Can Aspirin Really Prevent Heart Attacks?

Aspirin is one of the most famous and likely most used drugs on the market. It is said to have many uses, from dulling headaches, to treating acne, soften calluses and many others. But while some benefits of aspirin have been proven true both in real-life and laboratory settings, others may be more of a myth than reality.

Aspirin is believed to protect the heart and help prevent blood flow diseases such as stroke if taken consistently. However, a new study seems to suggest that the common knowledge some took as a medical fact may actually not be entirely true.

The research published recently in Clinical Cardiology seems to suggest that while some patients with a predisposition for a stroke or heart attack can definitely benefit from taking aspirin, that isn’t always the case.

The study was performed by tracking the health of about 35000 patients which suffered from atherosclerosis. They were chosen because this condition narrows and thickens the arteries of patients, putting them at a much higher risk of having a heart attack or stroke.

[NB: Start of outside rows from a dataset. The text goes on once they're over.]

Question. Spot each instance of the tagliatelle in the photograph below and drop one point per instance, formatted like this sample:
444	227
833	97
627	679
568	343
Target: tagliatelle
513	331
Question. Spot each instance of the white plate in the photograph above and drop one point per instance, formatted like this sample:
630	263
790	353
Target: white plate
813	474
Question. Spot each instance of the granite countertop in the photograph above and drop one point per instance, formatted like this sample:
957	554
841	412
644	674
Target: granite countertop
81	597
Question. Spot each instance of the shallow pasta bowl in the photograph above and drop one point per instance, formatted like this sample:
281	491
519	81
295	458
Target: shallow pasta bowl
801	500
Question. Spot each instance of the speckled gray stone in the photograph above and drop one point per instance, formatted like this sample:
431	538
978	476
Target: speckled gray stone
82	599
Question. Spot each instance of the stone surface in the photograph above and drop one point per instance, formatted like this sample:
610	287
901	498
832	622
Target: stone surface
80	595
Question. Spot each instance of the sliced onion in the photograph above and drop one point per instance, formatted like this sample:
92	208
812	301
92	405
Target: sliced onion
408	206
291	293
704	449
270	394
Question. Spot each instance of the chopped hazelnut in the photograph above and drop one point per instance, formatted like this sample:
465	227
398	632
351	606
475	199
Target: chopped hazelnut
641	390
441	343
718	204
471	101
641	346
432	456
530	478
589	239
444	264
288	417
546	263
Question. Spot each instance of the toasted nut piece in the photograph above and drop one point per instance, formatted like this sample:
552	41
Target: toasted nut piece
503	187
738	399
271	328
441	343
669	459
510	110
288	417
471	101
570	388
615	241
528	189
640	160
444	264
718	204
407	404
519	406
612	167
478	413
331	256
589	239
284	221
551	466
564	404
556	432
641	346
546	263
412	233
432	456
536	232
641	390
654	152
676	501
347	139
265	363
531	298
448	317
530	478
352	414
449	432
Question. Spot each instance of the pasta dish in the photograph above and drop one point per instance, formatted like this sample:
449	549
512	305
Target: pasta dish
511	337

What researchers found after analyzing the data was somewhat unexpected. While it is true that those in the study who were taking regular doses of aspirin were confirmed to have a lower chance of dying from a stroke, heart attack or any other heart disease, this was only true for a very specific group.

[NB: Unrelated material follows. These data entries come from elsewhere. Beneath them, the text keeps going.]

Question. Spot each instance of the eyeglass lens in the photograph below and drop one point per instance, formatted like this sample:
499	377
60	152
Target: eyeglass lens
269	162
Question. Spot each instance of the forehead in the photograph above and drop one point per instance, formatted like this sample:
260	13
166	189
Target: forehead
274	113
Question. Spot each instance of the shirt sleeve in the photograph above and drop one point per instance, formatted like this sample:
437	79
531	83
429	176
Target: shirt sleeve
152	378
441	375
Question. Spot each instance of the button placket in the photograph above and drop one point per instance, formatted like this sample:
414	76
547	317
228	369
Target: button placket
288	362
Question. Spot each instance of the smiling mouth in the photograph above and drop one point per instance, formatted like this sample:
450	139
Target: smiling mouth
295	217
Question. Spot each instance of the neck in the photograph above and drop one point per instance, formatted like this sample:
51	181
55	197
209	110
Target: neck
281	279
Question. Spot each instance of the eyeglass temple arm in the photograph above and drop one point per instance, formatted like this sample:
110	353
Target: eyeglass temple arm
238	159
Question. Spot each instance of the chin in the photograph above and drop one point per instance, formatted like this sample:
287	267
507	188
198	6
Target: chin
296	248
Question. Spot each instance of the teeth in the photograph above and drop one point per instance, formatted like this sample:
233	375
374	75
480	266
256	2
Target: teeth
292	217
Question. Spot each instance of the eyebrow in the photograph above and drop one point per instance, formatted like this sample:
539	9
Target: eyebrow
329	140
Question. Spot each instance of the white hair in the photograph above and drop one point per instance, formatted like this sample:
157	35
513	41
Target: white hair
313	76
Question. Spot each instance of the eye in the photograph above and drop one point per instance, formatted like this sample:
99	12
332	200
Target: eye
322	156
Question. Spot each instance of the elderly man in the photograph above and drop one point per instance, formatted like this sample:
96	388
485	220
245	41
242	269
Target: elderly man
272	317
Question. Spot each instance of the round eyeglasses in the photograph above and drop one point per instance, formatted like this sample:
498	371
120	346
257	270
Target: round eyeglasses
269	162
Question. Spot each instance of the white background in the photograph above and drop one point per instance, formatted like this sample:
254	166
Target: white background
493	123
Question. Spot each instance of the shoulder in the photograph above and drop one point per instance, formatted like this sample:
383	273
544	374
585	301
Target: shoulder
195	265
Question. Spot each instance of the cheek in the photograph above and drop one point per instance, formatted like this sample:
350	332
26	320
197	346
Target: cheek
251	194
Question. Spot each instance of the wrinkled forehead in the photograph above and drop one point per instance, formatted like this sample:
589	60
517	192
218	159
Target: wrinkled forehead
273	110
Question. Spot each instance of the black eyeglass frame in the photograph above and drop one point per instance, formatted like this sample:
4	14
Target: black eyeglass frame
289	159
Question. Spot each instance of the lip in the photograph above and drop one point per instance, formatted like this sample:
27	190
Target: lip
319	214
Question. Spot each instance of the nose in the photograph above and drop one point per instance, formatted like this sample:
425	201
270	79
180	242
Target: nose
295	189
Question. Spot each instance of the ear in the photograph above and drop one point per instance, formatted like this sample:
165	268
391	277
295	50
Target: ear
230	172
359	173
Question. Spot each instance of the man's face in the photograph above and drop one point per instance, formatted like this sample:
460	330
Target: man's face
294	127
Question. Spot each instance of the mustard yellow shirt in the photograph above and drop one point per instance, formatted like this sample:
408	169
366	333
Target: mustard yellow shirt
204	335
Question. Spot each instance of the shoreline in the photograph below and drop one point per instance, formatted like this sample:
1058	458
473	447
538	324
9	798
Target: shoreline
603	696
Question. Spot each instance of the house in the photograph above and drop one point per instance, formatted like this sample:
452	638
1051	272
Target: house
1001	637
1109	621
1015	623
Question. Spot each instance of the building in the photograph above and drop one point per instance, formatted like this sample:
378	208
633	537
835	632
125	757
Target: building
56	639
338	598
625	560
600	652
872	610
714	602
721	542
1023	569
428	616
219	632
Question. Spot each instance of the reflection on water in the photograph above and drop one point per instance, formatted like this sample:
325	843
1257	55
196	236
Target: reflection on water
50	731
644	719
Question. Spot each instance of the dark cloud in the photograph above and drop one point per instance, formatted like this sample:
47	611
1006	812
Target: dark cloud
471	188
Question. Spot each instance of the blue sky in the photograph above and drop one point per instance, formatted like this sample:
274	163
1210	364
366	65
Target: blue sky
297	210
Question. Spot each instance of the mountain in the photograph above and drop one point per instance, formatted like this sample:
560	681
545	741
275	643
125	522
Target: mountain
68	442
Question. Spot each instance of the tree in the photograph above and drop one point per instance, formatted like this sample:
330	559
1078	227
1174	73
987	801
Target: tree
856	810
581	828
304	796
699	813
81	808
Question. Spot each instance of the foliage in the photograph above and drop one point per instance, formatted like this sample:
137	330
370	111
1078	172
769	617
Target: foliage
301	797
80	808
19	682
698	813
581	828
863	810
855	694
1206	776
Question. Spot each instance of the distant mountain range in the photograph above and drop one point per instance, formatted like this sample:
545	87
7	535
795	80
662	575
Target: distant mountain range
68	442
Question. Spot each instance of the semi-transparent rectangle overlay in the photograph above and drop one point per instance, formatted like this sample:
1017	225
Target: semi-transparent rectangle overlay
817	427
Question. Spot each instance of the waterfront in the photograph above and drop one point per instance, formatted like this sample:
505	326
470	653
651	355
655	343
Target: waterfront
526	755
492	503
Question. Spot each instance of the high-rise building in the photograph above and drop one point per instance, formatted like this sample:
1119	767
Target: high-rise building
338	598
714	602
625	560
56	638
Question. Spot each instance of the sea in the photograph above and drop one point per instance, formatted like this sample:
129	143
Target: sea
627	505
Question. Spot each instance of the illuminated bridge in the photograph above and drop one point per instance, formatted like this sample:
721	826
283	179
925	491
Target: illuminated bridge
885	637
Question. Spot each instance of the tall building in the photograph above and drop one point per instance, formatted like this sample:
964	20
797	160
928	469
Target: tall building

Only the participants who had already suffered a heart attack, stroke or any other disease related to the blood flow in their arteries did experience an improvement. The good news is that their chances of suffering a second, possibly fatal episode were lowered by an encouraging 19% if they were taking aspirin.

The odds remained the same, however, for those who had never experienced one of the aforementioned episodes, as the researchers could not find any change in their likelihood of suffering a heart attack, having a stroke or being diagnosed with a blood-related disease in the future.

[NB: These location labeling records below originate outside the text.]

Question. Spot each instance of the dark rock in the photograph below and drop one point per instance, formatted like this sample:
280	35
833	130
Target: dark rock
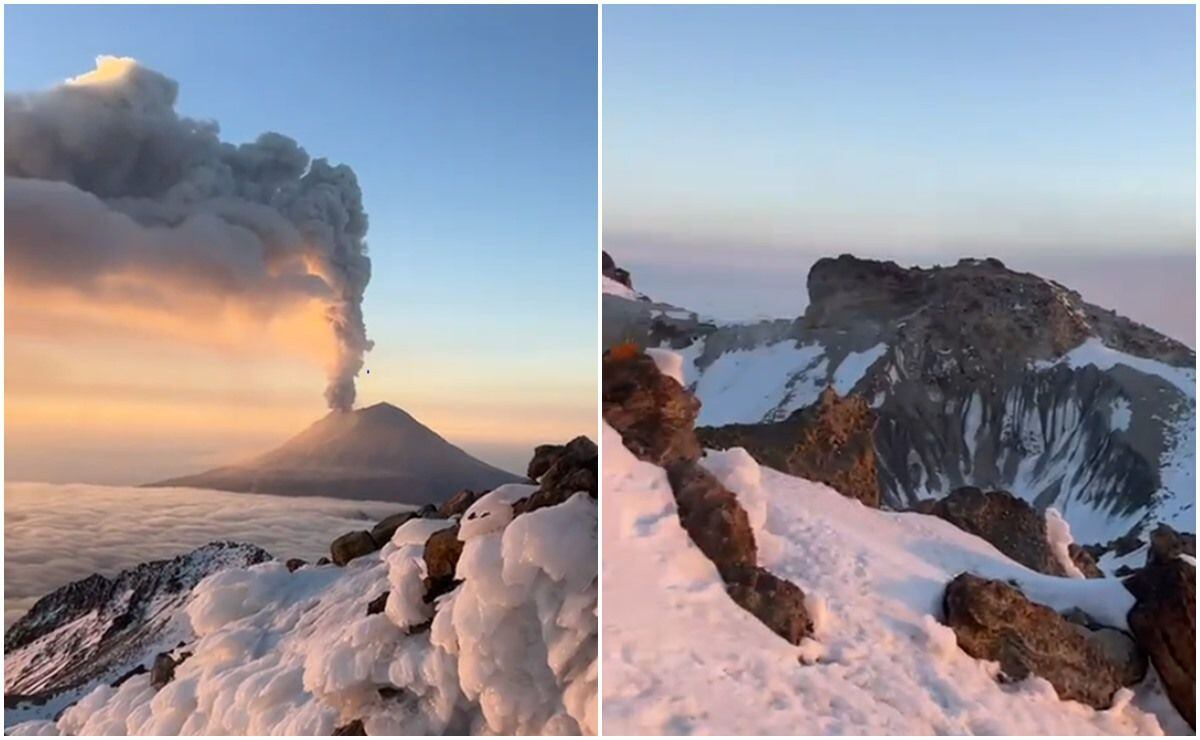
544	457
1084	560
1164	624
1165	545
713	518
995	621
653	413
163	669
1008	523
775	602
351	546
574	468
351	728
831	441
129	674
377	605
457	504
442	552
610	270
387	527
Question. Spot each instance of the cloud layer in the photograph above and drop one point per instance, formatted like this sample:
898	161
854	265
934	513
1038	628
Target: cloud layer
59	534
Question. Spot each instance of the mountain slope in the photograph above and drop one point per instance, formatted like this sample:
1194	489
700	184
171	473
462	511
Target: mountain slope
979	374
377	452
681	657
95	629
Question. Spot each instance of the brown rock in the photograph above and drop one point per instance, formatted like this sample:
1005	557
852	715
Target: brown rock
442	553
775	602
457	504
1008	523
995	621
376	606
1164	624
653	413
387	527
351	546
832	441
713	518
1084	560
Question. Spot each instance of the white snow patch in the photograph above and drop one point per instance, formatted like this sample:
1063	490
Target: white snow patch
1059	537
681	657
669	362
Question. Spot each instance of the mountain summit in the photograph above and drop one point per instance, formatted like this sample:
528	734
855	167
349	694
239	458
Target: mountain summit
377	452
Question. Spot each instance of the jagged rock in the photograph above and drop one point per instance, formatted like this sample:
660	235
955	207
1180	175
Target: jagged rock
377	605
610	270
163	669
1008	523
1164	624
1084	560
831	441
387	527
778	603
574	468
351	728
1167	545
993	620
351	546
442	552
544	456
713	518
653	413
457	504
129	674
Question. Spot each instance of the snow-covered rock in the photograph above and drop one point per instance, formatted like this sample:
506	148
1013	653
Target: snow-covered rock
681	657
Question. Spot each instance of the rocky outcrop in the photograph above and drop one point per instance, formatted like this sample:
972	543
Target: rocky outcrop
1164	624
829	441
609	269
654	415
96	629
993	620
1008	523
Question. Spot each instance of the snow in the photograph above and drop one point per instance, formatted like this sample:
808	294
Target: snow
612	287
679	657
855	366
510	651
1059	537
670	362
762	384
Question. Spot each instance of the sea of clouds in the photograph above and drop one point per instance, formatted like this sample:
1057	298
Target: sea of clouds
55	534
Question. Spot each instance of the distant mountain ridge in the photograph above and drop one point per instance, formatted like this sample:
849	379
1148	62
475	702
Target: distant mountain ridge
378	452
981	375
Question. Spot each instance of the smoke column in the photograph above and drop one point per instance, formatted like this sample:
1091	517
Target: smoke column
108	191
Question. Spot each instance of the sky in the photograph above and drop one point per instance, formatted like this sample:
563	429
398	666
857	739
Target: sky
744	143
473	133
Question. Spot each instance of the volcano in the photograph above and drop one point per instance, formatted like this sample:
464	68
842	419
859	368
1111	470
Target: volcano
379	452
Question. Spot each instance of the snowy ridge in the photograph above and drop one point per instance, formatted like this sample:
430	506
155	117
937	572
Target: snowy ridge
510	650
679	655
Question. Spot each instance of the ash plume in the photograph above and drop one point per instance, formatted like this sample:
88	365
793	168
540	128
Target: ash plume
111	192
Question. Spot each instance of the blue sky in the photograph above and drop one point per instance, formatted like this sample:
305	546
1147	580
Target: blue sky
473	132
773	134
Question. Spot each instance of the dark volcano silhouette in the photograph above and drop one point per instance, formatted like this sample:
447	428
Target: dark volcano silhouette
378	452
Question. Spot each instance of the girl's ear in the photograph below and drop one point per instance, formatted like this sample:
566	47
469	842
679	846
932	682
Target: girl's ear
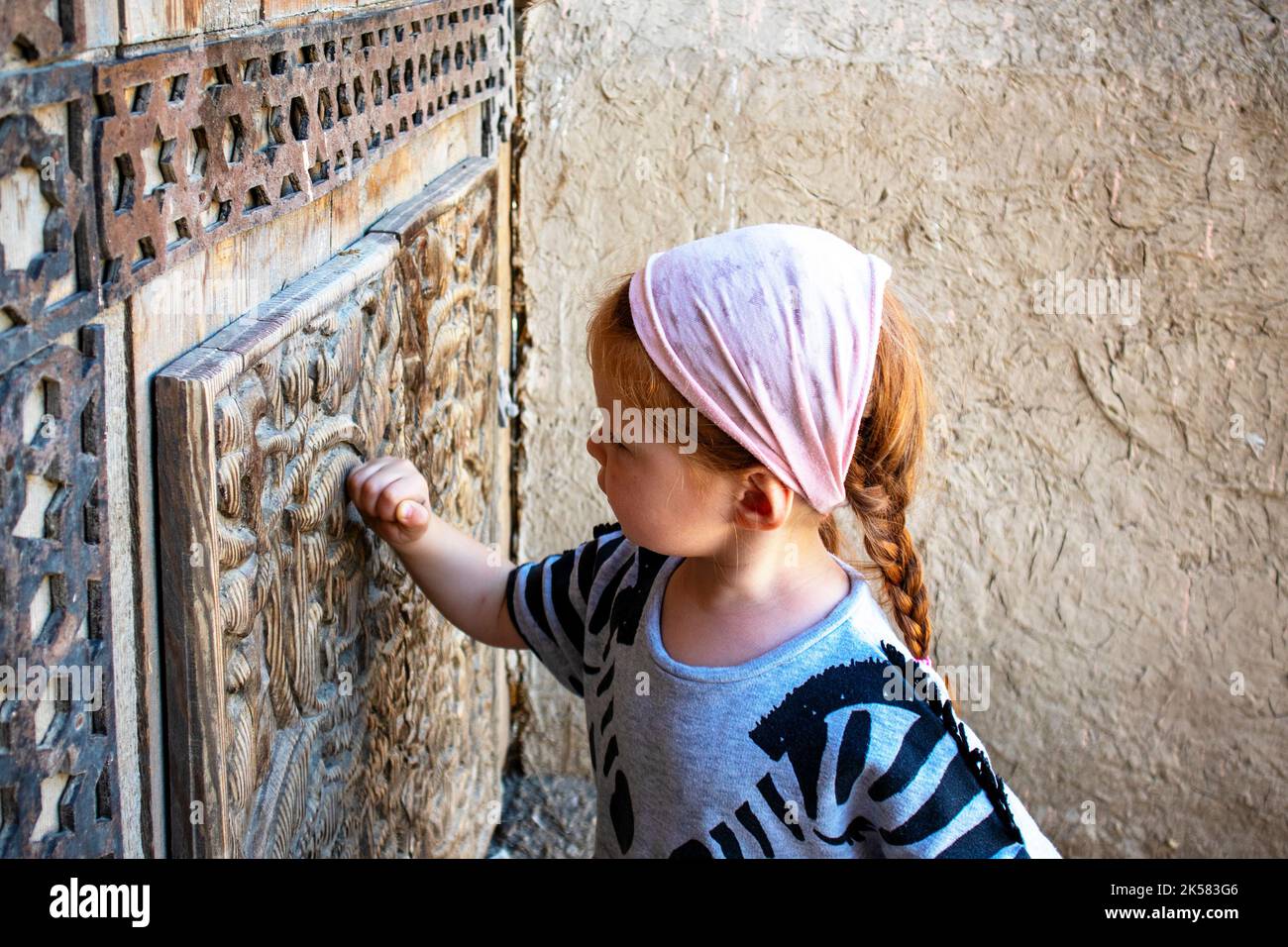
761	501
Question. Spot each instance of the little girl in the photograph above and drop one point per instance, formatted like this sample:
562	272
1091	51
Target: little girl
745	692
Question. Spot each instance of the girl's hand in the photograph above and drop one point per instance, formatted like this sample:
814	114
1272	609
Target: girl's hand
393	499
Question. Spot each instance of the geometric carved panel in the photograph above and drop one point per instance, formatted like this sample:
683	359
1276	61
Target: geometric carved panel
40	30
194	146
58	781
321	705
48	248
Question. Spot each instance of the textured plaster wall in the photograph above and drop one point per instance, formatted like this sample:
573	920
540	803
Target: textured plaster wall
1103	519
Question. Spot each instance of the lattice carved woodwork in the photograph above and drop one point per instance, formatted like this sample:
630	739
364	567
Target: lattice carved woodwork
37	31
58	781
48	250
194	146
323	706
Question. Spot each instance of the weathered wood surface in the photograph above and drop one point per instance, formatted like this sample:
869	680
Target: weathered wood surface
58	783
48	249
193	146
318	705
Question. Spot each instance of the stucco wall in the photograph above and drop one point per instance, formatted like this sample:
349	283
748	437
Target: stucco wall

The study wasn’t conclusive due to its purely observational nature, but the team points out that aspirin’s positive impact on those who had already suffered a heart attack or stroke may be due to the fact that the drug reduces the severity of future blood clots.

More research should be conducted to find out for certain whether aspirin can in fact help prevent heart attacks and strokes at a more generalized level. Meanwhile, those who have been taking aspirin may be experiencing side effects which deteriorate their health in other areas, so it is always advisable to be cautious when taking any medicine without a proven success rate.